How does a tree solve these problems? Timing of flowering is easily solved. Because there are definite seasons in the temperate zones, the blooming of trees can be synchronized by specific cues in the changing spring environment: the lengthening day, the warm weather, and the abundant rain. The long, cold winter has destroyed the inhibitors that prevented the premature sprouting of the buds during a winter warm spell, enabling them now to burst out of their imprisoning scales.
The other problems are solved by wind pollination - the curse of those humans who suffer from hay fever. Wind-pollinated (anemophilous) trees like oak, ash, maple, elm, willow, birch, aspen, poplar, sycamore, hickory, and all the conifers, which include pine, spruce, fir, cedar, and yew, are wonderfully adapted for this process.
The first major adaptation is the lack of petals. Petals would not only be a waste of energy and matter but would also block the removal of pollen from the male flowers and the reception of pollen by the female.
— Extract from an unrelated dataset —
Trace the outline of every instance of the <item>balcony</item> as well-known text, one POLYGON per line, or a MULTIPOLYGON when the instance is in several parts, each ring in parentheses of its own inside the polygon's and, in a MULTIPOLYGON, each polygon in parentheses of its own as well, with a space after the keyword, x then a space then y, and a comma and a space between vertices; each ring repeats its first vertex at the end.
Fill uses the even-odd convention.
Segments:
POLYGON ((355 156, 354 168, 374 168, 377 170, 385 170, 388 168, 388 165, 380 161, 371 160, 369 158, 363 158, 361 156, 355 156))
Such tree flowers, though abundant and ubiquitous, are inconspicuous to the untrained eye. Some types blossom unnoticed along the bare branches of a tree before the leaves come forth. Others hang from the newly emerged leaves in the form of long, dangling spikes of unisexual flowers called catkins or aments. With this particular formation the wind can whip through the trees and carry the pollen much further, improving the tree's chances of contributing its genes to the next generation.
If a tree drops its pollen when there is no wind, the pollen will not travel far enough and will be wasted. Rain is also a problem. It washes the pollen out of the air within a short distance of a parent tree. To decrease the occurrence of these problems, the openings in the sides of birch and alder aments are obstructed by scalelike structures.